A humanidade está oficialmente a caminho da Lua mais uma vez, em um programa de exploração que conta com a adesão do Brasil, país signatário dos Acordos Artemis desde 2021. Na noite desta quinta-feira (2 de abril), a Agência Espacial Americana (NASA) confirmou o sucesso absoluto da Injeção Translunar (TLI), a manobra orbital crítica responsável por retirar a cápsula Orion da órbita terrestre e impulsioná-la em direção ao nosso satélite natural. Com a consolidação do procedimento, os quatro astronautas a bordo dão início à primeira viagem lunar tripulada em mais de cinco décadas.
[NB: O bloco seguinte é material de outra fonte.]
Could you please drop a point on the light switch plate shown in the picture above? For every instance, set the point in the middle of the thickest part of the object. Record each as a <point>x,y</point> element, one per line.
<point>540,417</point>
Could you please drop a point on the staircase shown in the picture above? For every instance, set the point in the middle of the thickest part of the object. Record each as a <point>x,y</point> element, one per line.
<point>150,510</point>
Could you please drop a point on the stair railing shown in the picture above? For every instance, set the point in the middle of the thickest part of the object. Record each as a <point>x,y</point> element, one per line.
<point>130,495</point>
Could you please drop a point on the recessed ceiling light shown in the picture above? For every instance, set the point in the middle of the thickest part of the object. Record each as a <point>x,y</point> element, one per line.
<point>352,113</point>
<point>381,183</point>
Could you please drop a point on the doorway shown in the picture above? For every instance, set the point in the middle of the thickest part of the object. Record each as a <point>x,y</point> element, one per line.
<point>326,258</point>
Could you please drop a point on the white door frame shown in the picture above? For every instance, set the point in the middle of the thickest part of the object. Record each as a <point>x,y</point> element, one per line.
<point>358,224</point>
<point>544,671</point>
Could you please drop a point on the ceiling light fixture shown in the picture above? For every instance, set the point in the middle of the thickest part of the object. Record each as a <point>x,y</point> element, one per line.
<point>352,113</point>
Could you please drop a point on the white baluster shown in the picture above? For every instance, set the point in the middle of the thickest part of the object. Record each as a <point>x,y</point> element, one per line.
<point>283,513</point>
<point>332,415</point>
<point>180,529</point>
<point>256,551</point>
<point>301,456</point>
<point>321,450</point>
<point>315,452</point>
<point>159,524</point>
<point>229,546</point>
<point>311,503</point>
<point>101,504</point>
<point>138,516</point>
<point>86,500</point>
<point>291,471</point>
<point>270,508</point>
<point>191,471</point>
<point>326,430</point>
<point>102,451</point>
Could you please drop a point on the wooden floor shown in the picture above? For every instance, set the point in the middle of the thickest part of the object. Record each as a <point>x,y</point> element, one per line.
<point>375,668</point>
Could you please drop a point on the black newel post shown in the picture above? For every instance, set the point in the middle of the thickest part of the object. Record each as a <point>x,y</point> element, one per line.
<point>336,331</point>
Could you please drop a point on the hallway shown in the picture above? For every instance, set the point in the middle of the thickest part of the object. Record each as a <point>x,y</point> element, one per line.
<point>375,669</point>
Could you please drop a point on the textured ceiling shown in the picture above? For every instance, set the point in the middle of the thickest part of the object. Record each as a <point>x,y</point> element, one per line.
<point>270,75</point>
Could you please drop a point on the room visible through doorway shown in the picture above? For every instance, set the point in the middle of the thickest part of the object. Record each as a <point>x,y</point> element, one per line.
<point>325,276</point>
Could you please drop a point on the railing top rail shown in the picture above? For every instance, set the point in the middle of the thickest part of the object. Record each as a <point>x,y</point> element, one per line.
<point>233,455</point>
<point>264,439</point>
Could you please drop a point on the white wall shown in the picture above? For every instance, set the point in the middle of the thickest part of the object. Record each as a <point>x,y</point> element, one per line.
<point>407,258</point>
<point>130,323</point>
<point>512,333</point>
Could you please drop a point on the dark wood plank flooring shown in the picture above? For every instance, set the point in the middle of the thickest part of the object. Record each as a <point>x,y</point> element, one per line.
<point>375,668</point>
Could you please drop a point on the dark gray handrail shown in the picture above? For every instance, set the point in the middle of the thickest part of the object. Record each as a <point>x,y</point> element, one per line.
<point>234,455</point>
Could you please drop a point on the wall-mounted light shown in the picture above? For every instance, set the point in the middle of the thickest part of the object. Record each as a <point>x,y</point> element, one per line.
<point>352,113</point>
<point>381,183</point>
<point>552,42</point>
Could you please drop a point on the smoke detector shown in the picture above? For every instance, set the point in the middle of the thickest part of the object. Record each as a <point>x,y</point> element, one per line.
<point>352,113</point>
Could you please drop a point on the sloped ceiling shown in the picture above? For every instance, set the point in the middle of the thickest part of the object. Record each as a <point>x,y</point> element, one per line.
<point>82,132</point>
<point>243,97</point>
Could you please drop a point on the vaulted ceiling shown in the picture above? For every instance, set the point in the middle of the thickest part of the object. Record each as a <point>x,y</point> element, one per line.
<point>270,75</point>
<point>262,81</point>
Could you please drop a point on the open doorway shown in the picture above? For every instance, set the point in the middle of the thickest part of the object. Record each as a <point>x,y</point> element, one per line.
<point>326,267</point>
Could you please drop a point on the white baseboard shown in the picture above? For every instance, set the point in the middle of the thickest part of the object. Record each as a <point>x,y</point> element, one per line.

De acordo com informações do Olhar Digital, a confirmação oficial da manobra ocorreu exatamente às 20h49, no horário de Brasília. Toda a comunicação de aprovação foi intermediada diretamente pelo centro de controle de voo, localizado na cidade de Houston, que declarou a nave totalmente pronta para partir após rigorosas checagens operacionais.
Como ocorreu o momento de maior tensão da missão espacial?
Momentos antes da ignição, a operadora de comunicação com a cápsula (CAPCOM), Chris Birch, atestou as plenas condições de voo da espaçonave. A resposta enviada diretamente do espaço sideral marcou a história e foi declarada pela astronauta Christina Koch, de dentro da cabine da Orion.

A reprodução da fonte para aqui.